The main RESSTOCK Web pages provide only limited detail on database applications. The RESSTOCK Q&A page provides a quick source of descriptive information.
Relying on "prototype and typical" is similar to analyzing a "typical" family which consists of two adults and 0.6 children - it may reflect an average but it may also provide misleading results when used to understand customers and markets, to develop programs to fit the needs of individual customer segments, to evaluate the profitability of serving these customers or to evaluate markets for new technologies.
Sources of load profile data that rely on fixed customer segments typically develop hourly load data with engineering models (e.g., DOE2, OpenEI, NREL) of a single "prototype" building. The aggregate nature of these representations misses the variation that exists among individual buildings and households within these segments, hiding important market information. For instance, a particular electric rate structure may provide a competitive profit based on an entire segment's single prototype load profile; however, analysis of subsets of the segment (which can be performed with MAISY but not with the "prototype or typical" load profile approach) may reveal significant diversity in profit levels across customer sub-segments such that some customers are provided power at a loss while profit margins on other customers result in cream-skimming targets for other suppliers.
Similarly, evaluating markets for new technologies or potentials for energy efficiency initiatives requires consideration of the full range of customers within a market or utility service area. The average load profile may reflect little potential hiding the fact that a significant portion of the market with different load characteristics provides great potential.
For more information on this topic see Avoiding "Prototype" and Average Load Data Aggregation Errors .
Do MAISY Databases Provide EV charging loads?
MAISY EV Hourly Charging Loads Databases are the first resource to provide a comprehensive small-geographic data (ZIP-level) on both current and future potential EV charging loads. Databases encompass the entire US with forecasts of future potential EV ownership and charging loads.The EV Hourly Charging Loads Databases are developed using AI applications to estimate EV ownership probabilities and to integrate MAISY Database household work commuting travel and charging loads from travel survey data from 300,000 households (including details on 1 million trips), and state/ZIP auto/truck registrations detail for individual PHEV and EV vehicles.
EV charging loads can also be included as an option in the standard MAISY Residential Energy Use and Hourly Load Databases>. This additional data items provides standard whole house hourly/15-minute loads for each household record along with whole house plus EV charging loads for the same record providing a comprehensive characterization of each household's contribution to system peak demand without and with the addition of EV chargers.

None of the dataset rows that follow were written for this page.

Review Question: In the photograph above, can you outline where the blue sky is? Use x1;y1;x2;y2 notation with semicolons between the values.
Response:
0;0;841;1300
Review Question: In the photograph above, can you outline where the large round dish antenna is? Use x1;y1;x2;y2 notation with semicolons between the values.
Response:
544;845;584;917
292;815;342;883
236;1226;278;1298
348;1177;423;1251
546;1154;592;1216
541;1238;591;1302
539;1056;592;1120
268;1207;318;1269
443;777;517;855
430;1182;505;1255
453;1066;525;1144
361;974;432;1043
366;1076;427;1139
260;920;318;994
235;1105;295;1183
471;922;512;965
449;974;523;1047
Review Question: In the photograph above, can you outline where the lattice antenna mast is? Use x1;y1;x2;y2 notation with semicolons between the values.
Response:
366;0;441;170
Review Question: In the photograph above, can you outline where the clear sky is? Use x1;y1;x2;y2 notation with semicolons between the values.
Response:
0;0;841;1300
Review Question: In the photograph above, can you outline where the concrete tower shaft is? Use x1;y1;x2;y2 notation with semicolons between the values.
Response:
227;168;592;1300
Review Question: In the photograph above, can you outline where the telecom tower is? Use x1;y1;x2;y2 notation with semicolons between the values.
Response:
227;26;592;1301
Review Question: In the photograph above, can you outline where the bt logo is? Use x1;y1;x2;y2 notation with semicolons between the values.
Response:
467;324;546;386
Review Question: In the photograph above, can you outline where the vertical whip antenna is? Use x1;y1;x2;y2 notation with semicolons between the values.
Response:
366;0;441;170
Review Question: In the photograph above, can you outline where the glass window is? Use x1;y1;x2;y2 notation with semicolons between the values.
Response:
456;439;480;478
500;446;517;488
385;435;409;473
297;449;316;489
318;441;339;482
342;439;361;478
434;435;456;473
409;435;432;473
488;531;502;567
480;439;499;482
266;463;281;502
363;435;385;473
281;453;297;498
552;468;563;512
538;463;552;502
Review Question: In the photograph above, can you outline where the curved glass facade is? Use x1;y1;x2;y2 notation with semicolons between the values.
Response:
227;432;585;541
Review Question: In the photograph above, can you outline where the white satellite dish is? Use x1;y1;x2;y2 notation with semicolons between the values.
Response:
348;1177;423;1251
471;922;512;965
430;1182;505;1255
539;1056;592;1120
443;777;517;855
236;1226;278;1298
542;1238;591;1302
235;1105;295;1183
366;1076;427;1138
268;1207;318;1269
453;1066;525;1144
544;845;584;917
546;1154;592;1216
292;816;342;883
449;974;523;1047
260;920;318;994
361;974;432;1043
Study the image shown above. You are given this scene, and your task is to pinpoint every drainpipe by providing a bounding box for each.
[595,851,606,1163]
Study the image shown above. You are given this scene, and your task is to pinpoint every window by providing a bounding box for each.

The new Smart Grid Research Consortium's Grid Impact Model (GIM) also incorporates EV ownership probabilities, whole building, and charging loads in 2030 and 2035 forecasts. The GIM also forecasts electrification, weather extremes and demand managment probram impacts for individual ZIP and neighborhood areas.
The GIM model is provided to individual electric utilities populated with actual utility-specific household data for immediate in-house applications in easy-to-apply Excel workbooks. GIM model development is supported by all consortium members avoiding the cost of expensive one-off consultant engagements.